The starting material (2–50 mg) synthesized with an induction thermal plasma system was heated in a vacuum furnace with a mixed gas of hydrogen and 18O-rich water vapor at 480°C and 0.48–2.44 Pa for 12–132 h. The mixing ratio of the gases was controlled within the range of H2/H2O ~100–500 to keep almost all of the FeO in the amorphous silicate (i.e., no significant oxidation/reduction of FeO to form iron oxides or metallic iron). The run products were analyzed with X-ray diffraction (PANalytical X’Pert Pro MPD) and Fourier transform infrared spectrometry (JASCO FT/IR-4200). Samples were formed into pellets (3 µm in diameter), and sintered in vacuum at ~1150°C for 20 h, and their O-isotopic compositions were measured with secondary ion mass spectrometry (CAMECA IMS 1280-HR) at Hokkaido University.
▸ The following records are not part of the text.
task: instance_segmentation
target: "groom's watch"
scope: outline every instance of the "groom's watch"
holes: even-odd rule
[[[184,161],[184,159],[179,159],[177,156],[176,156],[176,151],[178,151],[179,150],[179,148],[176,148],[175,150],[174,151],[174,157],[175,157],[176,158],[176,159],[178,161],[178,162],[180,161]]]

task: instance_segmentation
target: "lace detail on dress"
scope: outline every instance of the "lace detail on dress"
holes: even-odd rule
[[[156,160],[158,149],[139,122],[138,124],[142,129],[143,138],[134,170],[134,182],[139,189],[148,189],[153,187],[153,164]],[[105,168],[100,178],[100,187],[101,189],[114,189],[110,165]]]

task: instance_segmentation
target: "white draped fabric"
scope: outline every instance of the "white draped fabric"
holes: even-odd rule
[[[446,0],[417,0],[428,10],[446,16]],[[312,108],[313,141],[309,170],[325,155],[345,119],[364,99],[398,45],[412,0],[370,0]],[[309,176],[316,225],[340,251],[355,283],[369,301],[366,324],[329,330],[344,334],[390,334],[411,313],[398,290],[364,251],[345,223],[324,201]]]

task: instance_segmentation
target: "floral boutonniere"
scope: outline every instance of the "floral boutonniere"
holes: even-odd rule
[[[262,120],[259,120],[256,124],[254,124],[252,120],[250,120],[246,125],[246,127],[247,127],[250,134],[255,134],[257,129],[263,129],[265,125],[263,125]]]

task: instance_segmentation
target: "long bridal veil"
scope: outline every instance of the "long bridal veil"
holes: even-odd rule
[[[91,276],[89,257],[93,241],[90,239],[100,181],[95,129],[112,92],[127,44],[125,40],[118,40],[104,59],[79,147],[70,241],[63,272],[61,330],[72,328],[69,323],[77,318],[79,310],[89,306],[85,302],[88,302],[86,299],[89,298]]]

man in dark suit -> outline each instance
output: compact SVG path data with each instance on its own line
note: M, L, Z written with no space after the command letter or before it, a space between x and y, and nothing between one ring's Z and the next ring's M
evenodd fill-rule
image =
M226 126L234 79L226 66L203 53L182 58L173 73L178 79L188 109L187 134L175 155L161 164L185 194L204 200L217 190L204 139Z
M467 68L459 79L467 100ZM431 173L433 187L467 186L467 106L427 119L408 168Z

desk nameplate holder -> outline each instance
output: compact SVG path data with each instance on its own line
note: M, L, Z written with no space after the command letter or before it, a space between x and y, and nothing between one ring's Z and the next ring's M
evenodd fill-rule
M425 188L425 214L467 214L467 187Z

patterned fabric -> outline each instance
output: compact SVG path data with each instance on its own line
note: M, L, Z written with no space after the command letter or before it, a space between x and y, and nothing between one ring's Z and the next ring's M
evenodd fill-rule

In the samples heated at 480°C, 0.48 Pa and PH2O ~5×10−3 Pa (H2/H2O ~100) for 12 h, the higher the amount of starting material, the closer the 18O/(16O+18O) ratio (f18O) was to that of the starting material and the larger its variance. This is probably due to insufficient H218O supply to the interior of the cluster of starting material powder, which resulted in the f18O of each amorphous particle not being constant. In this case, O diffusion in the amorphous silicate grains is suggested to be sufficiently fast compared to the water vapor supply. In the present experiments, f18O increased from 0.002 (starting material) to 0.43 ± 0.03 for the sample heated at 480°C, 1.72 Pa and PH2O ~6×10−3 Pa (H2/H2O ~300) for 12 h with an initial amount of 5 mg. In contrast, O-isotope exchange between water vapor and amorphous silicates with forsterite/enstatite compositions (amorphous forsterite/enstatite) is diffusion-controlled (Yamamoto et al., 2018, 2020) and amorphous forsterite requires ~700 h to reach this f18O value at the same P-T conditions (Yamamoto et al., 2018). Thus, at 480°C, the diffusion-controlled O-isotope exchange rate of FeO-bearing amorphous silicates is predicted to be >2–3 orders of magnitude faster than that of amorphous forsterite. The crystallization rate of this FeO-bearing amorphous silicate is 3–4 orders of magnitude faster than that of amorphous forsterite (Sakurai et al., 2023 LPSC abstract), suggesting more efficient breakage of the Si-O-Si bond. Since this breakage is also necessary for oxygen isotope exchange, it is consistent with the present results. From the present study, we can predict that the temperature conditions required for O-isotope exchange in the disk shift to lower temperatures when FeO is present in amorphous silicates, but quantitative discussion requires experiments under lower temperature conditions where O-isotope exchange is controlled by O diffusion in the grains.